[CB] hard code number of spyre blocks to 2080 (#362)

yannicks1 · web-flow · commit 443cb83b916d · 2025-08-08T11:05:07.000-06:00
### [CB] hard code number of Spyre blocks to 2080 We have received a number from the compiler team for the [model](https://huggingface.co/ibm-granite/granite-3.3-8b-instruct) of interest and hard code it here. --------- Signed-off-by: Yannick Schnider <yannick.schnider1@ibm.com> Signed-off-by: Yannick Schnider <Yannick.Schnider1@ibm.com>
diff --git a/vllm_spyre/v1/worker/spyre_model_runner.py b/vllm_spyre/v1/worker/spyre_model_runner.py
@@ -840,15 +840,27 @@ def _get_num_blocks_available(self) -> int:
         max_model_len = self.vllm_config.scheduler_config.max_model_len
 
         min_req_num_blocks = max_model_len // self.block_size
-        # min_req_num_blocks is not enough blocks for the following test:
-        # tests/e2e/test_spyre_cb.py::test_scheduler_cb_steps_tkv
-        # [seqs_max_tokens4-prompts_lengths4-steps_add_reqs4-
-        # checked_steps4-256-False-2-eager-llama-194m]
+
+        # TODO: replace the hard coded NUM_BLOCKS_SPYRE by calling a function
+        # in torch_sendnn which returns the value set by the Spyre compiler.
+
+        if ('granite-3.3-8b-instruct' in self.model_config.model
+                and self.parallel_config.world_size == 4):
+            # hard coded value for tensor parallel size 4 with the below model
+            # https://huggingface.co/ibm-granite/granite-3.3-8b-instruct
+            NUM_BLOCKS_SPYRE = 2080
+            logger.info("Model granite-3.3-8b-instruct and tensor parallel " \
+            "size 4 detected.
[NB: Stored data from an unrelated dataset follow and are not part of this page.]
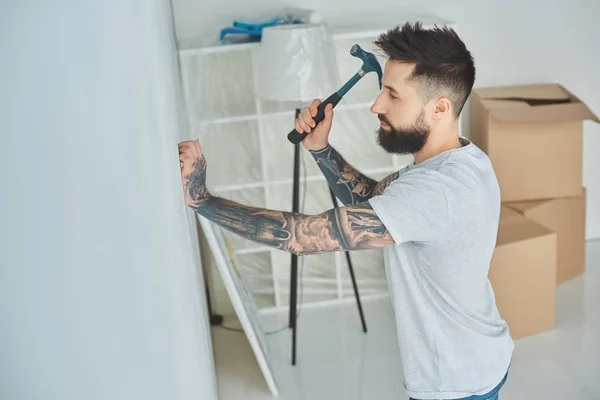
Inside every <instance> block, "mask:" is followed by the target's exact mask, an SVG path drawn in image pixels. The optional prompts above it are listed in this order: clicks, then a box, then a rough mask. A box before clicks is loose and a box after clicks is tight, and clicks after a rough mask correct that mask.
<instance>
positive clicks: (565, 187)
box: [470, 84, 598, 202]
mask: <svg viewBox="0 0 600 400" xmlns="http://www.w3.org/2000/svg"><path fill="white" fill-rule="evenodd" d="M585 119H590V120H594V121H596V122H598V117H596V116H595V115H594V114H593V113H592V112H591V111H590V110H589V108H588V107H587V106H586V105H585V104H584V103H583V102H581V101H580V100H579V99H578V98H576V97H575V96H574V95H573V94H571V93H569V92H568V91H567V90H566V89H564V88H563V87H562V86H560V85H558V84H546V85H526V86H506V87H496V88H483V89H476V90H474V91H473V92H472V94H471V134H470V139H471V140H472V141H473V143H475V144H476V145H477V146H478V147H479V148H481V149H482V150H483V151H484V152H486V153H487V154H488V156H489V157H490V159H491V161H492V164H493V166H494V171H495V172H496V176H497V177H498V182H499V184H500V190H501V196H502V201H503V202H512V201H521V200H538V199H547V198H555V197H570V196H577V195H579V193H580V191H581V186H582V168H583V167H582V141H583V132H582V131H583V123H582V121H583V120H585Z"/></svg>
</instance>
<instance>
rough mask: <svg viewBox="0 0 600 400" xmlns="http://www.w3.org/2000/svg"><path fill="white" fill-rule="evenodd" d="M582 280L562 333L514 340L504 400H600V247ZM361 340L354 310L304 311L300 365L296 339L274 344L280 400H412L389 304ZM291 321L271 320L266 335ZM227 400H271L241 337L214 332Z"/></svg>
mask: <svg viewBox="0 0 600 400" xmlns="http://www.w3.org/2000/svg"><path fill="white" fill-rule="evenodd" d="M586 259H587V266H586V268H587V270H586V272H585V274H584V275H582V276H580V277H577V278H575V279H573V280H571V281H569V282H566V283H564V284H562V285H560V286H559V287H558V289H557V310H556V311H557V316H556V318H557V326H556V329H554V330H552V331H549V332H545V333H541V334H538V335H535V336H532V337H528V338H522V339H518V340H516V349H515V353H514V357H513V363H512V367H511V372H510V375H509V379H508V381H507V384H506V385H505V387H504V389H503V390H502V391H501V396H500V398H501V399H502V400H520V399H527V400H553V399H556V400H558V399H561V400H564V399H573V400H591V399H600V241H594V242H588V246H587V258H586ZM363 306H364V311H365V315H366V318H367V325H368V329H369V332H368V333H367V334H364V333H362V330H361V327H360V320H359V317H358V312H357V309H356V306H355V304H354V303H351V304H345V305H340V306H335V307H328V308H313V309H307V308H305V309H303V310H302V311H301V314H300V319H299V322H298V327H299V328H298V359H297V365H296V366H295V367H293V366H291V365H290V360H291V358H290V348H291V332H290V331H289V330H287V329H286V330H284V331H282V332H279V333H276V334H273V335H270V336H269V340H270V343H269V344H270V345H271V346H272V348H271V349H272V353H273V354H272V356H273V367H274V369H275V371H276V379H277V381H278V384H279V389H280V396H278V397H276V398H278V399H281V400H298V399H310V400H325V399H327V400H330V399H343V400H358V399H369V400H370V399H377V400H387V399H395V400H406V399H407V398H408V397H407V395H406V394H405V392H404V389H403V386H402V371H401V368H400V363H399V361H398V356H397V354H398V351H399V350H398V345H397V343H396V338H395V327H394V325H393V315H392V310H391V306H390V305H389V300H387V299H384V300H371V301H366V302H365V303H364V305H363ZM286 317H287V315H285V316H283V315H277V316H269V317H265V320H264V322H265V325H266V327H267V328H268V329H273V328H277V327H281V326H284V325H285V323H286ZM213 340H214V352H215V359H216V368H217V379H218V385H219V398H220V399H222V400H233V399H235V400H238V399H246V400H263V399H273V397H271V396H270V395H269V391H268V389H267V386H266V384H265V383H264V379H263V377H262V375H261V372H260V370H259V368H258V365H257V363H256V361H255V359H254V356H253V354H252V350H251V348H250V346H249V344H248V342H247V340H246V337H245V336H244V334H243V333H238V332H232V331H226V330H223V329H222V328H214V329H213Z"/></svg>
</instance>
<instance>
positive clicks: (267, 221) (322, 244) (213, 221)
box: [179, 142, 394, 255]
mask: <svg viewBox="0 0 600 400" xmlns="http://www.w3.org/2000/svg"><path fill="white" fill-rule="evenodd" d="M179 153H180V160H181V161H182V163H183V167H182V172H181V174H182V180H183V187H184V196H185V202H186V204H187V205H188V206H189V207H191V208H192V209H194V210H195V211H196V212H197V213H198V214H200V215H202V216H203V217H205V218H207V219H208V220H210V221H212V222H214V223H216V224H217V225H219V226H221V227H223V228H225V229H227V230H229V231H231V232H234V233H236V234H238V235H240V236H242V237H244V238H246V239H249V240H253V241H255V242H257V243H261V244H264V245H267V246H270V247H273V248H276V249H281V250H286V251H289V252H291V253H293V254H296V255H310V254H319V253H325V252H331V251H342V250H358V249H369V248H377V247H385V246H389V245H391V244H393V243H394V241H393V239H392V237H391V236H390V234H389V233H388V231H387V230H386V228H385V226H384V225H383V223H382V222H381V221H380V220H379V218H378V217H377V215H376V214H375V212H374V211H373V209H372V208H371V206H370V205H369V204H368V203H362V204H356V205H353V206H350V207H342V208H334V209H332V210H329V211H326V212H324V213H321V214H318V215H304V214H298V213H291V212H284V211H275V210H265V209H260V208H255V207H249V206H245V205H242V204H238V203H235V202H232V201H229V200H226V199H222V198H219V197H215V196H212V195H211V194H210V193H209V192H208V190H207V189H206V161H205V159H204V156H203V155H202V152H201V150H200V145H199V144H198V143H197V142H185V143H182V144H180V145H179Z"/></svg>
Using NUM_BLOCKS_SPYRE = %d", 2080)
+        else:
+            # default value for any other model/ tensor parallel size
+            NUM_BLOCKS_SPYRE = max_batch_size * min_req_num_blocks
+            logger.info("No model / tensor parallel size specific value for" \
+            "the number of KV cache blocks available on Spyre found. Using " \
+            "default value (max_batch_size * max_model_len / block_size): %d",
+              NUM_BLOCKS_SPYRE)
 
         if envs_spyre.VLLM_SPYRE_DYNAMO_BACKEND == 'sendnn':
-            # TODO: replace num_blocks_spyre by calling a function in
-            # torch_sendnn which returns the value set by the Spyre compiler
-            num_blocks_spyre = max_batch_size * min_req_num_blocks
+            num_blocks_spyre = NUM_BLOCKS_SPYRE
             assert num_blocks_spyre >= min_req_num_blocks, (
                 "Number of pages available on Spyre (%d) is not enough to "
                 "serve the current model (need at least %d pages)." %
@@ -861,7 +873,8 @@ def _get_num_blocks_available(self) -> int:
                         str(max_model_len), max_concurrency_spyre)
             return num_blocks_spyre
         else:  # dynamo backend 'eager'
-            num_blocks_cpu = max_batch_size * min_req_num_blocks
+            # for debugging purposes we also put the spyre value here for cpu
+            num_blocks_cpu = NUM_BLOCKS_SPYRE
             assert num_blocks_cpu >= min_req_num_blocks, (
                 "Number of pages available on CPU (%d) is not enough to "
                 "serve the current model (need at least %d pages)." %